Peer Review Loop | Idle Sparks

If you let an agent mark its own work “done,” you’ll get speed.

You won’t always get truth.

The failure mode is subtle. The agent isn’t trying to lie. It’s trying to be helpful. It fills in gaps, smooths rough edges, and sometimes claims completion before the artifact is real.

Our fix is the same fix humans use: peer review.

In our system, an agent can write a draft or ship a change, but another agent has to look at it before it reaches the final approver.

This post explains why that loop matters, what it catches, and how to run it without turning into bureaucracy.

The problem: self-assessment is unreliable

Humans are bad at judging their own work.

Agents are too.

An agent can produce something that looks complete:

a confident summary
a clean explanation
a plausible set of steps

But the underlying work might be missing:

no attached document
no link to the PR
no proof the claim is true

If you ship based on confidence, you will ship mistakes.

What peer review is (for agents)

Peer review is a simple rule:

Before work moves forward, someone else checks it.

That “someone else” can be:

another agent with the same speciality
a different specialist who reviews for risk
a human, if needed

The key is independence. The reviewer should not be the same actor that created the work.

What peer review catches

In practice, peer review catches three big categories of problems.

1) Missing artifacts

The most common failure is “work described, artifact missing.”

A reviewer checks:

is the draft attached in the Documents tab?
is the PR linked?
is there a screenshot or repro note?

If not, it’s not ready.

2) Unverified claims

Agents often try to make writing stronger by adding specifics.
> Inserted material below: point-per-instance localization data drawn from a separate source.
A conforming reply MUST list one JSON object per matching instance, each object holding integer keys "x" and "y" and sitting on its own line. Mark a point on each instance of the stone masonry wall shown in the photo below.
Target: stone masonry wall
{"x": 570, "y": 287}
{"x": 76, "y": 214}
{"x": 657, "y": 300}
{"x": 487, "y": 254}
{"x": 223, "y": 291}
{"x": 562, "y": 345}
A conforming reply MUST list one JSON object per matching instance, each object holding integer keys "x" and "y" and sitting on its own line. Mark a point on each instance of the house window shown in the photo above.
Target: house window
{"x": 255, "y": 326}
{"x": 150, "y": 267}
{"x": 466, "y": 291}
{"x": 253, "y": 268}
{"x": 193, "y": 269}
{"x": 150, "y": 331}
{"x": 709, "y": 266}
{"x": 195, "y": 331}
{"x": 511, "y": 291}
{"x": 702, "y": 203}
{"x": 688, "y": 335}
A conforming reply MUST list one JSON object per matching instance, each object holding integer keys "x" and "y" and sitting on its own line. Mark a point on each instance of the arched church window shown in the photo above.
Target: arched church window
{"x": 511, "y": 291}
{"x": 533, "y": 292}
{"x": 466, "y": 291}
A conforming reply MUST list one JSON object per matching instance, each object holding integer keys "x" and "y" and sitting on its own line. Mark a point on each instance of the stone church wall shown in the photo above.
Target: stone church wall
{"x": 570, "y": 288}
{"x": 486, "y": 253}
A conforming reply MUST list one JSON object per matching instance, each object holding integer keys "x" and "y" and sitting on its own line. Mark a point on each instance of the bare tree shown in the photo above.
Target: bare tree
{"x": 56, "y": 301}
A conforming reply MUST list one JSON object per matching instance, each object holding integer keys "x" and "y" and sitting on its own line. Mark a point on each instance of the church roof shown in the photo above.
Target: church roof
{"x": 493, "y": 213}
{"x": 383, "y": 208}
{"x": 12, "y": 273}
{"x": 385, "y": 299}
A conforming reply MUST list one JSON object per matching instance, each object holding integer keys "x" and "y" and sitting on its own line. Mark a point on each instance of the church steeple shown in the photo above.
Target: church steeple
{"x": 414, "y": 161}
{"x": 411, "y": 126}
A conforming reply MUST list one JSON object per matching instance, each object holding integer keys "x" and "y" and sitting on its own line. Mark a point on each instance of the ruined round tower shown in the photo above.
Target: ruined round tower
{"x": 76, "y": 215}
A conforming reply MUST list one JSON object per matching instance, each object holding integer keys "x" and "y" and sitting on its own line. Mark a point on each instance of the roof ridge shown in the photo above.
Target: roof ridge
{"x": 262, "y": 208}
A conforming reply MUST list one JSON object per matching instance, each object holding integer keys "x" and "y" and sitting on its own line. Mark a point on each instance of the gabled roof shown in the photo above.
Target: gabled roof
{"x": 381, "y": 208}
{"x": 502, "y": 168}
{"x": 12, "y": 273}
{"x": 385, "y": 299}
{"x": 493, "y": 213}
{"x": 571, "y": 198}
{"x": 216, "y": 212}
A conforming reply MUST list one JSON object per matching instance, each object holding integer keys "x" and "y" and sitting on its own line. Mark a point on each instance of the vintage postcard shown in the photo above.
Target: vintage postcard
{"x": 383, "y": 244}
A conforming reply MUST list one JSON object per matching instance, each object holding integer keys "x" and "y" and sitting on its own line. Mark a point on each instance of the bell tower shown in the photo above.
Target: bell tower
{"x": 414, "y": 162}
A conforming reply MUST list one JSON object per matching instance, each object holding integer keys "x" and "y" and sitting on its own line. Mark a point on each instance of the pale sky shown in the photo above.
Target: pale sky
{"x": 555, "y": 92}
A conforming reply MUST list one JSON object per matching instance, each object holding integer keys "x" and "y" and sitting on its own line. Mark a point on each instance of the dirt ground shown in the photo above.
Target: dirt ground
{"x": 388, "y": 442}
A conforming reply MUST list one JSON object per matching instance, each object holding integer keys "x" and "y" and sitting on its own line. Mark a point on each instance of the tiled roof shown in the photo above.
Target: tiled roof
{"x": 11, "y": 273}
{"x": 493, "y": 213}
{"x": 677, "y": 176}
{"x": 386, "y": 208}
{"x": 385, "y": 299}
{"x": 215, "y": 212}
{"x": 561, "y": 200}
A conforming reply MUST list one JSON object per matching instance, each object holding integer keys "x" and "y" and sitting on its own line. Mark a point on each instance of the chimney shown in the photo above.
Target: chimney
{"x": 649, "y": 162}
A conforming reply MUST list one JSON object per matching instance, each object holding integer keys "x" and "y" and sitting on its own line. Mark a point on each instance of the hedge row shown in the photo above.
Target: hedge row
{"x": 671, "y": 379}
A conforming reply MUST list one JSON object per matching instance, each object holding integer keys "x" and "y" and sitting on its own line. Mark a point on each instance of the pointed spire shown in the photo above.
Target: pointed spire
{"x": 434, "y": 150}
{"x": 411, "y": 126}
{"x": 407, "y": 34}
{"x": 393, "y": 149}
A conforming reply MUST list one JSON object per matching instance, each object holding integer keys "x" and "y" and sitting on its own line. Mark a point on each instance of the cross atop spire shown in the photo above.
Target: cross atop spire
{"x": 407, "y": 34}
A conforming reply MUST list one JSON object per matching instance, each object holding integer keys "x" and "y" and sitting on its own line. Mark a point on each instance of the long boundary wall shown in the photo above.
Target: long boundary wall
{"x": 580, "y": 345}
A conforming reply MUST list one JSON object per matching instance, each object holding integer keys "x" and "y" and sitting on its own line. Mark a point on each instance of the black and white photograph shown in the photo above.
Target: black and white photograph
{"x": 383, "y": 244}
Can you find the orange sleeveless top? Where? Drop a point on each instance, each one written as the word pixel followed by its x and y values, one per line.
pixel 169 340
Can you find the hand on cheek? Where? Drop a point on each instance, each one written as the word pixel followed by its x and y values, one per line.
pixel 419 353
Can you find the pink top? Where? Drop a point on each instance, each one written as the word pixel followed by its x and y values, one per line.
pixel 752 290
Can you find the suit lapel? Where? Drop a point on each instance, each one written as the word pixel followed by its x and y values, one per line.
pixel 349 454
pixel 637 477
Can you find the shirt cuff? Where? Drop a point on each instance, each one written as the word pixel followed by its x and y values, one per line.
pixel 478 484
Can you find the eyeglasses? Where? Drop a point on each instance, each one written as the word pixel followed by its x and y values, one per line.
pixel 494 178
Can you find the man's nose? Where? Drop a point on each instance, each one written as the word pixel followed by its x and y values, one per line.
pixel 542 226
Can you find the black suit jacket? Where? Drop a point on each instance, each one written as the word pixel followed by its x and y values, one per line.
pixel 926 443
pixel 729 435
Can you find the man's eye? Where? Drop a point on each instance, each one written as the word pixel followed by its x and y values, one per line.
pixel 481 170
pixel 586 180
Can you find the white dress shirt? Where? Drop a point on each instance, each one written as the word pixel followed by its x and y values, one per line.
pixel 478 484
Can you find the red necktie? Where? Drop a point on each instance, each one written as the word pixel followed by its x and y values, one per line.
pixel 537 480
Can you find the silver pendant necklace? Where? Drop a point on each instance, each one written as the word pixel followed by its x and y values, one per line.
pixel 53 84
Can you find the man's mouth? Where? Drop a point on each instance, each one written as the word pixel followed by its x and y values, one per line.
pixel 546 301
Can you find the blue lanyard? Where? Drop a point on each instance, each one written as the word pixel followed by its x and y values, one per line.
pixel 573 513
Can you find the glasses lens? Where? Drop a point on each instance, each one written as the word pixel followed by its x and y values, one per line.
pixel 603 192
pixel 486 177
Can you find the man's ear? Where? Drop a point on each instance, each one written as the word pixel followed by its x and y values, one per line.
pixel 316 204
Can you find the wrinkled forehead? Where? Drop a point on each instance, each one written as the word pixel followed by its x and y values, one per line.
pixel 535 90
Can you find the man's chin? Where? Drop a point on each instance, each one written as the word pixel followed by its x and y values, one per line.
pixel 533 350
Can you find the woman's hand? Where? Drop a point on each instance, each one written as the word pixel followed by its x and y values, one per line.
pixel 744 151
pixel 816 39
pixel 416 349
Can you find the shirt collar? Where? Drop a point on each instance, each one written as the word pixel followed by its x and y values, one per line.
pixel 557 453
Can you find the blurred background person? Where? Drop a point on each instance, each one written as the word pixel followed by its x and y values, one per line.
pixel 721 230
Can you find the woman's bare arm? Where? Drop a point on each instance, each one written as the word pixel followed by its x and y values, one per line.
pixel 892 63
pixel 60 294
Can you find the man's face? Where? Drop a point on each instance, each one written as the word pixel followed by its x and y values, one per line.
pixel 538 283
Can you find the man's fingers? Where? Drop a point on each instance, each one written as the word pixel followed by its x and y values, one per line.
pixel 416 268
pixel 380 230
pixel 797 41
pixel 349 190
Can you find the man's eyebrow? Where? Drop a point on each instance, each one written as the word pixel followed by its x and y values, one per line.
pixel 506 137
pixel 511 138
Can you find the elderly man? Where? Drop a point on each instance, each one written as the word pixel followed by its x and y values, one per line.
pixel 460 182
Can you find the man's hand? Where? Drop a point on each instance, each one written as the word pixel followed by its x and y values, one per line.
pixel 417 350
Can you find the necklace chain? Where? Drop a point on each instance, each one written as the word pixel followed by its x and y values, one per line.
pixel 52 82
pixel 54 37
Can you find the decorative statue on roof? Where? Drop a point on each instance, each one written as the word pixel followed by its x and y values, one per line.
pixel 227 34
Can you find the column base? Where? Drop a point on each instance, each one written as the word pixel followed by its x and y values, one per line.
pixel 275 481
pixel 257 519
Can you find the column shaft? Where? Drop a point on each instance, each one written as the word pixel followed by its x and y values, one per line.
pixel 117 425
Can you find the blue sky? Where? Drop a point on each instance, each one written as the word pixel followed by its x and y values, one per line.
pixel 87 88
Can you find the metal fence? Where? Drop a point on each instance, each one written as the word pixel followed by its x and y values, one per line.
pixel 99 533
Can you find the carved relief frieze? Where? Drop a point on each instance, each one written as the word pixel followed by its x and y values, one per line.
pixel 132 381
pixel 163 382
That can drift into invented facts.

A reviewer’s job is to ask:

where did this number come from?
is this claim verifiable?
should it be flagged as [VERIFY]?

If it can’t be proven, it should not be presented as fact.

3) Scope and clarity

Even when the work exists, it might not match the task.

Review checks:

did we answer the brief?
is the deliverable usable?
is the output readable for its audience?

This is where style and standards get enforced.

The loop we use

Our peer review loop is lightweight. It’s not a committee.

Agent completes work and attaches the artifact
Agent moves task to peer_review
A peer reviews and leaves specific feedback
Author revises (if needed)
Task moves to review for final approval

The key is that peer_review is a real gate.

No artifact, no forward motion.

How to keep peer review from slowing everything down

Peer review only works if it stays practical.

A few rules help:

keep tasks small so reviews are fast
require reviewers to be specific (“change X because Y”)
timebox reviews when possible
don’t debate taste; enforce standards

The goal is not perfect work.

The goal is reliable work.

Peer review is also training

There’s a second benefit: peer review teaches agents what “good” looks like.

Every review comment becomes a lesson:

what got approved
what got rejected
what counts as proof

Over time, the whole system improves.

The bottom line

Autonomy without review becomes theatre.

Peer review makes autonomy safe.

It turns “agent output” into “agent output you can trust.”